Jemand Op.25-4 Myrten |
誰かさんに ミルテの花 |
Mein Herz ist betrübt,ich sag' es nicht, mein Herz ist betrübt um jemand; ich könnte wachen die längste Nacht, und immer träumen von jemand. O Wonne! Von jemand; O Himmel! Von jemand; durchstreifen könnt' ich die ganze Welt, aus Liebe zu jemand. Ihr Mächte,die ihr der Liebe hold, o lächelt freundlich auf jemand! Beschirmet ihn,wo Gefahren droh'n; gebt sicher Geleite dem jemand! O Wonne! dem jemand; O Himmel! dem jemand; Ich wollt',ich wollte,was wollt' ich nicht für meinen jemand! |
私の心は悲しいの、そのことは言わないけれど 私の心は悲しいの、誰かさんのせいで悲しい 私はどんな長い夜でも目覚めていることでしょう それでもいつも誰かさんの夢を見てる ああ 幸せよ! その誰かさんの夢で! ああ 天国よ! その誰かさんの夢で! 世界中でも探して回れるでしょう その誰かの愛を求めて お前たち力よ、愛を守っている力 おお その誰かに優しく微笑んであげてください その人を守ってあげてください、危険が迫ってるときは そしてその誰かさんを安全に導いてあげてください ああ 幸せよ! 誰かさんのため! ああ 天国よ! 誰かさんのために 私はするわ、私はするわ、私のしたくないことだって 私の誰かのためだったら! |
シューマンの26曲からなる歌曲集「ミルテの花」、様々な詩人の様々なスタイルからはる詩に曲をつけていますが、その中で一番取り上げられているのがスコットランドの詩人ロバート・バーンズのもので全部で8曲、全体の三分の一近くを占めています。他にもバイロンが2曲、トマス・ムーアが2曲といった具合でイギリス圏の詩人の詩に付けた歌が全体の半分近くを占めているのがひとつの特徴です。

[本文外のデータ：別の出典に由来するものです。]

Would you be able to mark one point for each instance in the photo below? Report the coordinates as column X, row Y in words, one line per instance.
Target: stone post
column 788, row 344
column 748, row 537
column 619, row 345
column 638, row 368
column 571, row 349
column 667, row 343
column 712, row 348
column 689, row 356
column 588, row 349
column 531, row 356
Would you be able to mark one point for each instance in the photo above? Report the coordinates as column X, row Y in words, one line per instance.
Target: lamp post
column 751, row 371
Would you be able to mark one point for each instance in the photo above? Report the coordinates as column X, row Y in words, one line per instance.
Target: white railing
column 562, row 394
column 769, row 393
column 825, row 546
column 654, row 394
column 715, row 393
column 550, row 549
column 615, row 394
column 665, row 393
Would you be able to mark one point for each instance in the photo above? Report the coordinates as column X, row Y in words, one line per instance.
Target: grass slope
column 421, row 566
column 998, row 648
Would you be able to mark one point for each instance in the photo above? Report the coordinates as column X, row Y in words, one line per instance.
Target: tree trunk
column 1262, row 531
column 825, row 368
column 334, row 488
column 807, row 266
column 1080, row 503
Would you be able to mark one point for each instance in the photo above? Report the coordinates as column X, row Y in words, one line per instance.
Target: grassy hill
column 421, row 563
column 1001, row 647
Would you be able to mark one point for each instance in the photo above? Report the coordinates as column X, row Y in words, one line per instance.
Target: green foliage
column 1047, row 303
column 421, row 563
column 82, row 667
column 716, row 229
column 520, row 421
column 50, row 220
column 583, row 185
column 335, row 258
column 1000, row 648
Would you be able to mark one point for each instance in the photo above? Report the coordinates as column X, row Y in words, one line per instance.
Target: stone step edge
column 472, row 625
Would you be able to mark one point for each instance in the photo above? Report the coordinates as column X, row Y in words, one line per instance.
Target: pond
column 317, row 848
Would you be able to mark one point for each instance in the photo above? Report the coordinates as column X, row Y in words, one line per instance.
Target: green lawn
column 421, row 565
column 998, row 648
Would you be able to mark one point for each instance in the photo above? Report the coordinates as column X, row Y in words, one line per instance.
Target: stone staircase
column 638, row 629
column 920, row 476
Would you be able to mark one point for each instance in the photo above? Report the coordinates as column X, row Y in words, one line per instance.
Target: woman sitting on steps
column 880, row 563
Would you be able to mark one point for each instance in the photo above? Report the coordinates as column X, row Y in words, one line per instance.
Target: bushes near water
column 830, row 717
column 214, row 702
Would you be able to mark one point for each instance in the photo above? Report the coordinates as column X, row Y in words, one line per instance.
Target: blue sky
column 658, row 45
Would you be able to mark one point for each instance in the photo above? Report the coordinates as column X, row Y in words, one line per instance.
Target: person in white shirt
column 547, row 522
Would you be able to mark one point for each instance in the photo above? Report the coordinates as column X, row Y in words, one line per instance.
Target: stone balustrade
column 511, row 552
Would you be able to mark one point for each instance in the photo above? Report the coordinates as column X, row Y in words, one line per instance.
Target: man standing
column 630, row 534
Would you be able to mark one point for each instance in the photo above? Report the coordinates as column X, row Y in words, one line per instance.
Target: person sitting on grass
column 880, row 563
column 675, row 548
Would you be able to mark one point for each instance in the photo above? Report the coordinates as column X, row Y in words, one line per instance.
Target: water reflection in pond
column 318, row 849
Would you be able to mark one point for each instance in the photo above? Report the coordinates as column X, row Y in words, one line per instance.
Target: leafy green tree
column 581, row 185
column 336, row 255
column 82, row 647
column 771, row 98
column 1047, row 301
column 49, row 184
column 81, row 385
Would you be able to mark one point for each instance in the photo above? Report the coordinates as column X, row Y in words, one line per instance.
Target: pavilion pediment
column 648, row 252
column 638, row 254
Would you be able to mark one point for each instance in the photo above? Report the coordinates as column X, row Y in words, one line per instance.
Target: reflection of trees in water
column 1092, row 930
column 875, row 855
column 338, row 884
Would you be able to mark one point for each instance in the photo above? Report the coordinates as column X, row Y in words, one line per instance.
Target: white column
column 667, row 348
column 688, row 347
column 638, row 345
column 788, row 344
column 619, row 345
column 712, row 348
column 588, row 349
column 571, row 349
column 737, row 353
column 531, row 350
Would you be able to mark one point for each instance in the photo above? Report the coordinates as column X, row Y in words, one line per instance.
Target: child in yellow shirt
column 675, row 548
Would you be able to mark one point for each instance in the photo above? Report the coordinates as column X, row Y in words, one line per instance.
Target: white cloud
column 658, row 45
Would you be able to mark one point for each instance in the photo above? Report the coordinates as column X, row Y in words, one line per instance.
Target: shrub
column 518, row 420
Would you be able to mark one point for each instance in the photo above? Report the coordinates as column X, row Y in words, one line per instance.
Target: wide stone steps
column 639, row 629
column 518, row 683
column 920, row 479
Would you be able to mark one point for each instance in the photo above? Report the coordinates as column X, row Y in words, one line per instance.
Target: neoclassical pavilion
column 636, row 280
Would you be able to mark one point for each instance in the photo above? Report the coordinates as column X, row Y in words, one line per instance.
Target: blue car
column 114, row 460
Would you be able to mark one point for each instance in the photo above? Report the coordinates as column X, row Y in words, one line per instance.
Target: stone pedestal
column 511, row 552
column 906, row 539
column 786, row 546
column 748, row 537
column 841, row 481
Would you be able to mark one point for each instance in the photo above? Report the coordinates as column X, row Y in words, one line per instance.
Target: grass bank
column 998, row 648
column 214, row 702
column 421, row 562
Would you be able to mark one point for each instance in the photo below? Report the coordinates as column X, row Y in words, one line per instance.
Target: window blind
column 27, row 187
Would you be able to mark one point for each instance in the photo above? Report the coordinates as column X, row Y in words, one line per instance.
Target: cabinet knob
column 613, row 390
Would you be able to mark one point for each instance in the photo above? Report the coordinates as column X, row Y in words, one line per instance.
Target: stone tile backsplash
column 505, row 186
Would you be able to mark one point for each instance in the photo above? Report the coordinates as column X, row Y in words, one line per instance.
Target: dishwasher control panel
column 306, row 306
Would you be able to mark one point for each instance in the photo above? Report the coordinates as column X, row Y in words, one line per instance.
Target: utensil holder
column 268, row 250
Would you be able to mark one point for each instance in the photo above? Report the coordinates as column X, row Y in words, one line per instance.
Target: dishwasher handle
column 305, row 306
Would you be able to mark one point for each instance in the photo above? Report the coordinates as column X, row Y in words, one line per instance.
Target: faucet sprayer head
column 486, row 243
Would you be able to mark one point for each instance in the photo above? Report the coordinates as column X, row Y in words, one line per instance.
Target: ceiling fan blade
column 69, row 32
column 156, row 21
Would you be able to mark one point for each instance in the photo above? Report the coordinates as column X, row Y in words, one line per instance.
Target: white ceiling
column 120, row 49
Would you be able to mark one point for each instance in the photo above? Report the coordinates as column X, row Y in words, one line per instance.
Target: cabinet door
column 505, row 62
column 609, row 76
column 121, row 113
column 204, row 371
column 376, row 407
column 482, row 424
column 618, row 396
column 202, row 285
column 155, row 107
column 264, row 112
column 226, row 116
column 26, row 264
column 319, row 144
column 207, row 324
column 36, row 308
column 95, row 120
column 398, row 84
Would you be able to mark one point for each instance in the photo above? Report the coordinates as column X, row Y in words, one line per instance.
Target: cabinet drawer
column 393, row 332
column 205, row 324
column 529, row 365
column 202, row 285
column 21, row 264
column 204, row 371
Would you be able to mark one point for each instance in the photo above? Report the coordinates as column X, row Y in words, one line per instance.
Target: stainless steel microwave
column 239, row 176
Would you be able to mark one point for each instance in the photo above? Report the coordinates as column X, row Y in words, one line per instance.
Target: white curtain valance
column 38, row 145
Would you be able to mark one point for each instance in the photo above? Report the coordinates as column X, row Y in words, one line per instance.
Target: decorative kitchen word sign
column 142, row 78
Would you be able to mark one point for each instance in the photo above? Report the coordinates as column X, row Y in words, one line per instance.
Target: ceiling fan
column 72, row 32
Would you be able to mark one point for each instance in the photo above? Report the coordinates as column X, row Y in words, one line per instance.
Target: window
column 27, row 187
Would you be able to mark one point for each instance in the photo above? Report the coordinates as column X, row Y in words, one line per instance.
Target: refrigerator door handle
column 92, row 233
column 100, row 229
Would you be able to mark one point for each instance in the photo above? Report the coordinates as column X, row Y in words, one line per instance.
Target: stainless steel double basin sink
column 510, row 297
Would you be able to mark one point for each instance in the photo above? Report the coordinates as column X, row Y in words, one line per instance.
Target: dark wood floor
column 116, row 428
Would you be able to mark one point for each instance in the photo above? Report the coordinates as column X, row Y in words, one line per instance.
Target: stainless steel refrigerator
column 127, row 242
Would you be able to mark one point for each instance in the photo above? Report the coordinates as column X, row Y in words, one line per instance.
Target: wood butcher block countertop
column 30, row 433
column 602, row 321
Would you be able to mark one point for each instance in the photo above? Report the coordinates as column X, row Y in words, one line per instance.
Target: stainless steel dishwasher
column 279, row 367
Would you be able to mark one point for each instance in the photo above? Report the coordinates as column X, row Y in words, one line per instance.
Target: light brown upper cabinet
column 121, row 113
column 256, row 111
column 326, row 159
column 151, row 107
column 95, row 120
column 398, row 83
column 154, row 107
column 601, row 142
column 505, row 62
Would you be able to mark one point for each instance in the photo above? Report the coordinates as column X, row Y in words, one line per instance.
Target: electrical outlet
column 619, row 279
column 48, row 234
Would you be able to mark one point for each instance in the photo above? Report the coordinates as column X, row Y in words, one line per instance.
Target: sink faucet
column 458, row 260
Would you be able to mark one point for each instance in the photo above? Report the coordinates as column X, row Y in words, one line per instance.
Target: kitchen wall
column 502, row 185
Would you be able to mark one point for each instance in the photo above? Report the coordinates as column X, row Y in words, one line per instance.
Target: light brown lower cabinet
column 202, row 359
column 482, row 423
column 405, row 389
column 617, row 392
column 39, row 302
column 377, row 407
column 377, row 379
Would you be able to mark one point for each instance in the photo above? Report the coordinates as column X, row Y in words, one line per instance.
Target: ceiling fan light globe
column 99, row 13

もともと花嫁クララに捧げるために書かれた歌曲集ではありますが、このバーンズによる曲はあまり花嫁に捧げるといった感じのしないものが多く、この歌曲集をを不思議なものにしています。この曲はそれでもまだ見ぬ未来の恋人に憧れている少女のつぶやきといった感じでかわいらしく、前曲の「くるみの木」から引き続き聴いても違和感のない美しい曲です。
ごくまれに男声によって歌われることもあるようですが、これはやはりうら若き乙女の歌のように私には聴こえます。なおこの曲、第22曲の「Niemand(誰にも)」とタイトルの上では対になっています。